« Certaines régions vont devoir composer avec la MHE et la FCO »
TNC le 16/11/2023 à 05:00
Avec 1 500 cas de FCO sérotype 8, et près de 3 000 cas de MHE, le troupeau bovin français doit lutter conjointement contre deux menaces sanitaires.
« Il y a des territoires en France où il y a à la fois de la MHE, et de la FCO sérotype 8 », alerte Emmanuel Garin, vétérinaire au GDS en charge de la FCO et impliqué dans le suivi de la MHE à l’occasion du webinaire d’automne de l’UMT Pilotage et santé des ruminants. « C’est une première mondiale d’observer cette co-infection ».
Les départements des Pyrénées-Atlantiques, de la Haute-Garonne, de l’Ariège, de l’Aude, du Tarn, Tarn-et-Garonne, ainsi que la Dordogne et la Corrèze sont confrontés conjointement à la MHE et la FCO à date du 10 novembre.
Et cela n’est pas sans complexifier la tâche des vétérinaires. « Si l’on a des animaux malades d’une semaine à l’autre, on a tendance à penser que c’est la même maladie.
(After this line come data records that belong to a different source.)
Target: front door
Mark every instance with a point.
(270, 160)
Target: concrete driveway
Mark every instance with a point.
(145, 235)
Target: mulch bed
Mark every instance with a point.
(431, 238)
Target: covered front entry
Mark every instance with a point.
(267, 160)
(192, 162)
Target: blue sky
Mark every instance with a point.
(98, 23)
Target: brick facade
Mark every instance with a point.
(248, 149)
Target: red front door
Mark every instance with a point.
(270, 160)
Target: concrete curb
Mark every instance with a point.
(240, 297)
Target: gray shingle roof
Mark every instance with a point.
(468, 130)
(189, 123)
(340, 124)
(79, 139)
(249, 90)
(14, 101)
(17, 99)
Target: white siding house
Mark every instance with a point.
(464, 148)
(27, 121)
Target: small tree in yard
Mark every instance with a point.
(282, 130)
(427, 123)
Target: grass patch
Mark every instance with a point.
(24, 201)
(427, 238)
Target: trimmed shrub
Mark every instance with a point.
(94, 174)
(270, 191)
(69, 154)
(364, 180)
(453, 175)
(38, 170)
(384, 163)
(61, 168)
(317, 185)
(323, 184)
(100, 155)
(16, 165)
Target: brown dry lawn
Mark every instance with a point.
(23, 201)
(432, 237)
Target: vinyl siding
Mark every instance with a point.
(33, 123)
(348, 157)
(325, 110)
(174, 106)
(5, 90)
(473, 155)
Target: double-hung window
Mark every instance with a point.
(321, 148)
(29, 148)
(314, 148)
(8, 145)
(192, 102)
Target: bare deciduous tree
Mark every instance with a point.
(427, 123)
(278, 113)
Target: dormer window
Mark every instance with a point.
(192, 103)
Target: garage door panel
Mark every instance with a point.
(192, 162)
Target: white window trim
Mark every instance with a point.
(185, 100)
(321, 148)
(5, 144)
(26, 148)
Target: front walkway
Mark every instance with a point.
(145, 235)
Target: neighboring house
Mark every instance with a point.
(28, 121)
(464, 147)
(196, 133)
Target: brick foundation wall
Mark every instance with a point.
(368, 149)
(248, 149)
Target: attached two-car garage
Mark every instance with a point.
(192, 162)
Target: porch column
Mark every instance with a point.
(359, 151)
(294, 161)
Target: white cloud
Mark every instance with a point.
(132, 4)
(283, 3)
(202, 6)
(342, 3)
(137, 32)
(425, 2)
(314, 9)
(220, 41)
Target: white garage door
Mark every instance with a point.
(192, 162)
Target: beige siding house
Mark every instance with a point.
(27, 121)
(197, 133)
Mais compte tenu de la propagation des deux virus, le doute sera permis… ».
Car cette année, la FCO est particulièrement virulente. Si les sérotypes 4 et 8 sont toujours présents sur le territoire français, l’apparition d’une nouvelle souche du sérotype 8 change la donne. « Cette nouvelle souche, c’est un peu comme si on découvrait une nouvelle maladie », traduit le vétérinaire. Avec la souche précédente, 20 à 30 cas cliniques étaient déclarés chaque année. Aujourd’hui, le sérotype 8 est à l’origine de 1 500 foyers cliniques confirmés à ce jour, répartis sur 20 départements. « Et il y a peut-être une sous-déclaration des cas », ajoute Emmanuel Garin. Pourtant les conséquences sont lourdes : « sur certaines exploitations, 60 % du troupeau est malade de la FCO ».
Vacciner contre la FCO
Mais la vaccination est possible. Il est même recommandé de vacciner les animaux situés dans les départements limitrophes des zones infectées. Il faut généralement compter 6 semaines entre la première injection, et le développement d’une immunité complète, donc mieux vaut se presser. « La vaccination ne servira pas à grand-chose sur des animaux infectés », précise le vétérinaire. « Il est vrai que la vaccination contre le sérotype 8 a été quelque peu délaissée, car le nombre de cas cliniques était faible, mais l’apparition de la nouvelle souche change la donne ».
La FCO sérotype 3 a également été détectée à la mi-septembre aux Pays-Bas. « En un mois, le pays a recensé plus de 4 000 foyers, et des cas sont apparus au nord de la Belgique, de l’Allemagne ainsi qu’au sud de l’Angleterre ». Il est donc probable que la maladie vienne un jour s’inviter en France. « Si cela arrive, les protocoles d’échanges commerciaux existant pour les sérotypes 4 et 8 s’appliqueront, mais un zonage de 150 km autour des exploitations concernées sera établi ».
Aucun vaccin n’est actuellement disponible pour le sérotype 3, mais des travaux en laboratoire donnent des perspectives de solution d’ici la fin 2024.
L’inévitable propagation de la MHE
La propagation de la MHE inquiète également. « En dix mois, la maladie a progressé de 800 km en Espagne avant de passer les Pyrénées » et l’abondance de culicoïdes en France rend son déploiement probable. « La maladie se diffuse de l’ordre de 2 km par jour par mouvements des vecteurs. Soit entre 10 et 15 km par semaine ». Si cette propagation semble inévitable, il reste essentiel de travailler sur le transport, qui fait faire des sauts à la maladie. « Les foyers à plus de 100 km d’un autre foyer sont plutôt le fruit de déplacement d’animaux ».
50 % des troupeaux présents sur une zone atteinte par la MHE sont infectés
Au 9 novembre, 2 984 foyers étaient recensés sur 13 départements. Les premières remontées terrain semblent indiquer que la moitié des troupeaux présents sur une zone atteinte sont touchés. Question morbidité, les données sont extrêmement variables. « Cela va de 1 à 100 % », ironise le vétérinaire. « Il y a des troupeaux où tous les bovins adultes sont malades, d’autres présentent des cas isolés ». La mortalité est, elle aussi, très hétérogène.
La mise en place d’un vaccin permettrait également d’endiguer la maladie. « Un labo espagnol travaille actuellement sur la maladie, mais il est difficile pour eux de se projeter sur des volumes ». Car si la FCO comme la MHE sont des maladies réglementées, aucune ne dispose d’un programme d’éradication, qui assurerait un débouché certain aux groupes pharmaceutiques.